Building blocks of a black hole

TL;DR

This paper constructs a quantum model of black hole states using algebraic methods, demonstrating that the horizon area eigenvalues are exponentially degenerate, which explains the proportionality of black hole entropy to its area.

Contribution

It introduces a simple algebraic framework for black hole quantization, showing that area eigenvalues have exponential degeneracy, aligning with black hole entropy principles.

Findings

Area eigenvalues are exactly 2^n degenerate.
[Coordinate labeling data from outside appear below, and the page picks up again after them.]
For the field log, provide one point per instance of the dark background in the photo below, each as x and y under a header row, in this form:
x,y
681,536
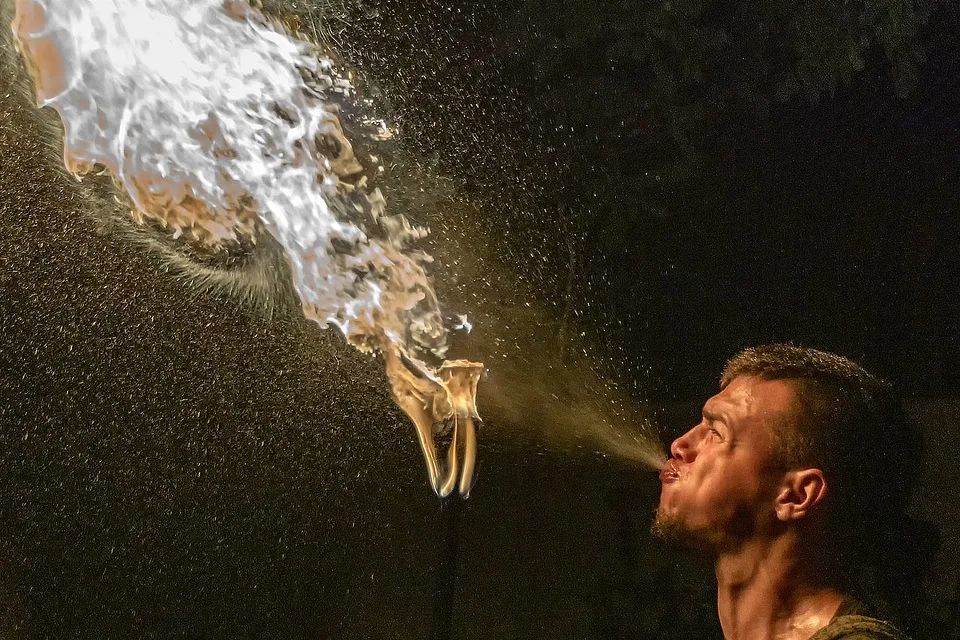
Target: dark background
x,y
174,463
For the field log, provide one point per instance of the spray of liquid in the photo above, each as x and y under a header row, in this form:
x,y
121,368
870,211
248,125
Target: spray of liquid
x,y
219,126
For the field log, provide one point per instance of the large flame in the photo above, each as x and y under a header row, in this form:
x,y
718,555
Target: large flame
x,y
217,122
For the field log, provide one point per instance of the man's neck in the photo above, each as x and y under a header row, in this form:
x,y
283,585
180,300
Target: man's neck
x,y
767,591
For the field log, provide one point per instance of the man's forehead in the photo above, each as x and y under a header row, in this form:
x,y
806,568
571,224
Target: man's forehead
x,y
747,396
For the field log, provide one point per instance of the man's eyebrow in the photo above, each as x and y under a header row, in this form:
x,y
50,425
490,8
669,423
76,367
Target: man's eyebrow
x,y
713,417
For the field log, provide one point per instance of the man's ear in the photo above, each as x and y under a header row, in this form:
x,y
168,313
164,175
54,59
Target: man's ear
x,y
799,493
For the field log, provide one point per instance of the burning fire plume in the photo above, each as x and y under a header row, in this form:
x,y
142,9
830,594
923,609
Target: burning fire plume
x,y
219,125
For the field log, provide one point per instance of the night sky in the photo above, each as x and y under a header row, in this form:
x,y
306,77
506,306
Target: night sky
x,y
179,463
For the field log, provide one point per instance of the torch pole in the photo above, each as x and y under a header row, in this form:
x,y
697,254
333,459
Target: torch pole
x,y
447,567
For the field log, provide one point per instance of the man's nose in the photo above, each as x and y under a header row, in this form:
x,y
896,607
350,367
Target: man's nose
x,y
682,448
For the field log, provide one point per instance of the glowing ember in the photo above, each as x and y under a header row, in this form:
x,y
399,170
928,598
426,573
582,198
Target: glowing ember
x,y
217,123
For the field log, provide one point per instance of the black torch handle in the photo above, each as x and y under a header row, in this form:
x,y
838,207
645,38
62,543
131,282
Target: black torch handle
x,y
447,567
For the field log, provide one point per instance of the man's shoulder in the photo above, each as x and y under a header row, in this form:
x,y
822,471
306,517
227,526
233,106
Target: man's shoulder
x,y
857,627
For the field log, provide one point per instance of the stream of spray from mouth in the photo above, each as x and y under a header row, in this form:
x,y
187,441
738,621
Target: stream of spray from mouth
x,y
219,124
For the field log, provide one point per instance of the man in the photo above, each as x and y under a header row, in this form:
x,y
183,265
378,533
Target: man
x,y
792,480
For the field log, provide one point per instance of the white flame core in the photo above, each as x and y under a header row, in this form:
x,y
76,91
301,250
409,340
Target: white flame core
x,y
212,118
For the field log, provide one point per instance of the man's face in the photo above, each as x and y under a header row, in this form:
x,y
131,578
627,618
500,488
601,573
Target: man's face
x,y
719,487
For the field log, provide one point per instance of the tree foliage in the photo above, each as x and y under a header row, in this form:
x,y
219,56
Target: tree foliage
x,y
631,89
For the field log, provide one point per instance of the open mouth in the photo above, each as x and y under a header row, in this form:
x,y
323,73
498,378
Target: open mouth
x,y
670,473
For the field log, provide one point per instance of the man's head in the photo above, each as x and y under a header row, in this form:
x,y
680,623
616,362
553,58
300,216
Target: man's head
x,y
797,439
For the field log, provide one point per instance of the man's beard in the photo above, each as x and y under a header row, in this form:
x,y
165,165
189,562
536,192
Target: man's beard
x,y
674,529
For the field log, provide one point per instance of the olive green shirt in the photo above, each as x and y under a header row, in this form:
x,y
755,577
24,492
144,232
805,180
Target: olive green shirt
x,y
850,623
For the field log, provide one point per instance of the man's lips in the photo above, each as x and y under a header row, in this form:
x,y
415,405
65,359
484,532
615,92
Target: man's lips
x,y
670,472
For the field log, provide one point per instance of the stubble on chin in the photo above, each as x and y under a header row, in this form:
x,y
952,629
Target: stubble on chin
x,y
669,527
672,528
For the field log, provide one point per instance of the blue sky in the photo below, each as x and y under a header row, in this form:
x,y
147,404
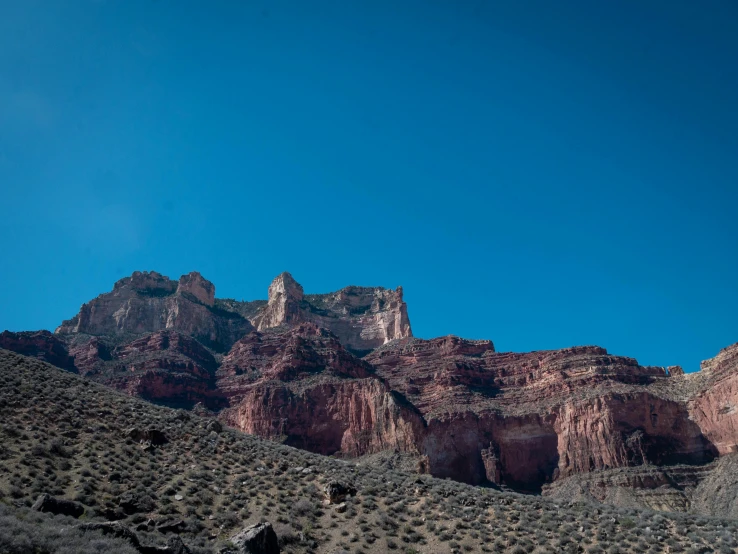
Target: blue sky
x,y
542,174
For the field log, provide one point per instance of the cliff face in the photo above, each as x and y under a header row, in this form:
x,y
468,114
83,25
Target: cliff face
x,y
714,405
289,369
39,344
526,419
301,386
147,302
363,318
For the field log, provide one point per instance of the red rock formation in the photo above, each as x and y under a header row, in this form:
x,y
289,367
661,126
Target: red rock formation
x,y
39,344
300,385
288,355
714,399
525,419
461,409
165,366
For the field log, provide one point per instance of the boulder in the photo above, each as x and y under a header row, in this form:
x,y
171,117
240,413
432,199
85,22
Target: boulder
x,y
57,506
135,502
148,436
337,491
256,539
113,529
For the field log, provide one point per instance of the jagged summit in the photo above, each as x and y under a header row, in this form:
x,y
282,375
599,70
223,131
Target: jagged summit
x,y
341,373
362,317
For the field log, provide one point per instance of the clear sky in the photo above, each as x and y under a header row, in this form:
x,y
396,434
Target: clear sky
x,y
542,174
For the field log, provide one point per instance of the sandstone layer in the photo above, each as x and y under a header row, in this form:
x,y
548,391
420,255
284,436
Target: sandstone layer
x,y
291,369
147,302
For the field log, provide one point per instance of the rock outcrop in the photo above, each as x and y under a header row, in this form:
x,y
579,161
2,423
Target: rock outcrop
x,y
713,404
363,318
340,373
147,302
301,386
259,538
39,344
527,419
58,506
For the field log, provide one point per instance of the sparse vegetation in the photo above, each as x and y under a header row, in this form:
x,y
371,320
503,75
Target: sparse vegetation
x,y
66,436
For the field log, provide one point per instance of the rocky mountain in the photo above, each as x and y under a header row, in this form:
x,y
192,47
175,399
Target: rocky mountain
x,y
85,469
362,317
341,374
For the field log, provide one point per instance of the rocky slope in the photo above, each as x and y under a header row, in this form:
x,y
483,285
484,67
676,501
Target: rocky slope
x,y
288,369
147,302
166,481
362,317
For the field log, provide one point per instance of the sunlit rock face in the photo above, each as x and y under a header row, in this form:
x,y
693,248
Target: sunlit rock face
x,y
363,318
340,373
147,302
714,404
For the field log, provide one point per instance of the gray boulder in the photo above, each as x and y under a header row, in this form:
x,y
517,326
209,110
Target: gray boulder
x,y
256,539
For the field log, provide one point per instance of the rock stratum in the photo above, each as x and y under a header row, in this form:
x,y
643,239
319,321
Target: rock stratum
x,y
341,374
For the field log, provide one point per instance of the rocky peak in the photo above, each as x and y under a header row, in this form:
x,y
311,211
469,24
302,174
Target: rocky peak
x,y
148,283
283,306
197,287
363,318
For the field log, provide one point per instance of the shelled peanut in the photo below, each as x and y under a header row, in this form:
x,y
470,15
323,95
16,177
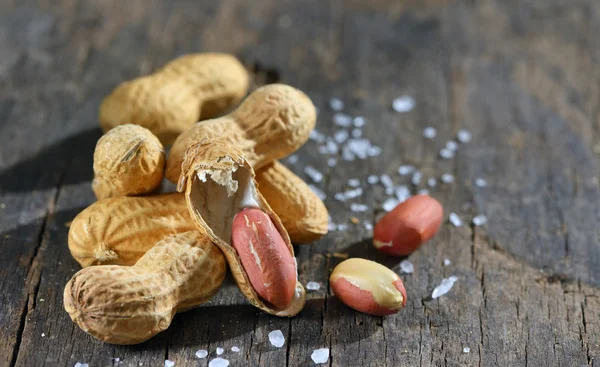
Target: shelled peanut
x,y
189,88
130,304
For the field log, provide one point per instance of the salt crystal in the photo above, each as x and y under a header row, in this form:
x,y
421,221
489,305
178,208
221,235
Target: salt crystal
x,y
341,136
373,179
390,204
444,287
341,119
452,146
480,220
318,192
416,178
313,173
201,353
403,103
320,355
429,133
218,362
480,182
407,267
402,193
446,153
313,286
455,219
405,170
354,182
276,338
359,121
357,208
336,104
447,178
463,136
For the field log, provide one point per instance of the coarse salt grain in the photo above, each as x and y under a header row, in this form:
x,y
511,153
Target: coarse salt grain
x,y
429,132
403,103
320,355
407,267
276,338
480,220
201,353
313,286
444,287
455,219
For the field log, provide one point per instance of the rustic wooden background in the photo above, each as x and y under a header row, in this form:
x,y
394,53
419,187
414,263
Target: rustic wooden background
x,y
522,76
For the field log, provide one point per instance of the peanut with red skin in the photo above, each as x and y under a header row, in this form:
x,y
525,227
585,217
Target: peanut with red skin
x,y
409,225
265,257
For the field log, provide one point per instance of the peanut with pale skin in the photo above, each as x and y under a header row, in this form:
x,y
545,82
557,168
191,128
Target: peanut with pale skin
x,y
168,102
368,287
120,230
219,186
131,304
410,224
128,160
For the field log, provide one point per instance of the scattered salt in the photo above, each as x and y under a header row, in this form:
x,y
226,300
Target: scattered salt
x,y
313,286
336,104
447,178
320,355
390,204
480,220
276,338
403,103
455,219
313,173
218,362
463,136
201,353
444,287
405,170
359,121
480,182
407,267
356,207
429,133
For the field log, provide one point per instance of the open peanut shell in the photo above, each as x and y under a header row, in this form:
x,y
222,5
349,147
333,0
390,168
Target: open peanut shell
x,y
218,183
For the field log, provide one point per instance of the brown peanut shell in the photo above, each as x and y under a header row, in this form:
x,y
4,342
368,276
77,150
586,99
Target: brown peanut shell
x,y
131,304
215,178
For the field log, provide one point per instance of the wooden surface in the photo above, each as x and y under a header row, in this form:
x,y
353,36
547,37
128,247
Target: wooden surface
x,y
522,76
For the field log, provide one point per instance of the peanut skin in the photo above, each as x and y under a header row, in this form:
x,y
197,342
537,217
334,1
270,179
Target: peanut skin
x,y
168,102
130,304
409,225
265,257
128,160
368,287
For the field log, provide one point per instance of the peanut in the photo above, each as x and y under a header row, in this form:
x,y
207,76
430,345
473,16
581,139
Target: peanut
x,y
301,211
368,287
128,160
219,183
264,256
408,225
130,304
120,230
189,88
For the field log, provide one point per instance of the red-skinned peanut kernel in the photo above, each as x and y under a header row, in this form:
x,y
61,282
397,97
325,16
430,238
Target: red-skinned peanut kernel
x,y
265,256
408,225
368,287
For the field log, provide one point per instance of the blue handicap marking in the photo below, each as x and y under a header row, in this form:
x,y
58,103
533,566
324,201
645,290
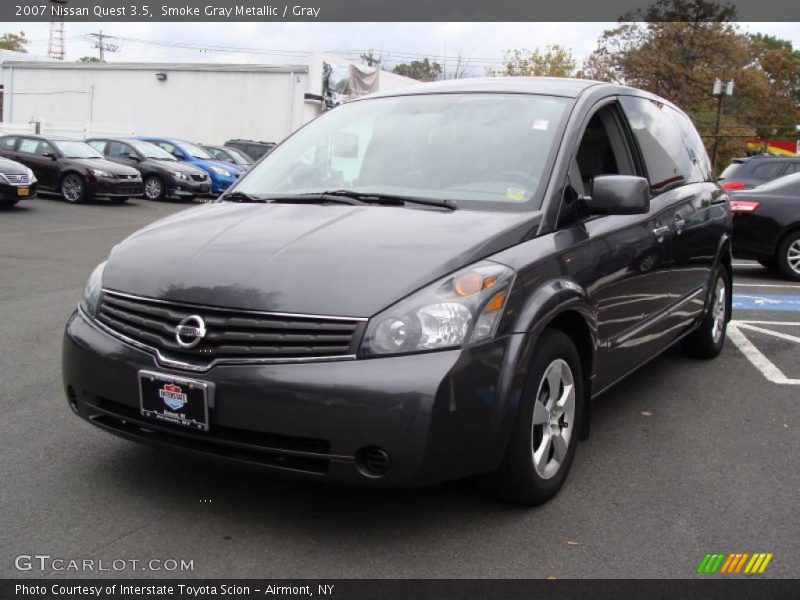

Black hole entropy is proportional to horizon area.

Algebraic approach generalizes harmonic oscillator algebra.

Abstract

What is the nature of the energy spectrum of a black hole ? The algebraic approach to black hole quantization requires the horizon area eigenvalues to be equally spaced. As stressed long ago by by Mukhanov, such eigenvalues must be exponentially degenerate with respect to the area quantum number if one is to understand black hole entropy as reflecting degeneracy of the observable states. Here we construct the black hole states by means of a pair of "creation operators" subject to a particular simple algebra, a slight generalization of that for the harmonic oscillator. We then prove rigorously that the n-th area eigenvalue is exactly 2 raised to the n-fold degenerate. Thus black hole entropy qua logarithm of the number of states for fixed horizon area comes out proportional to that area.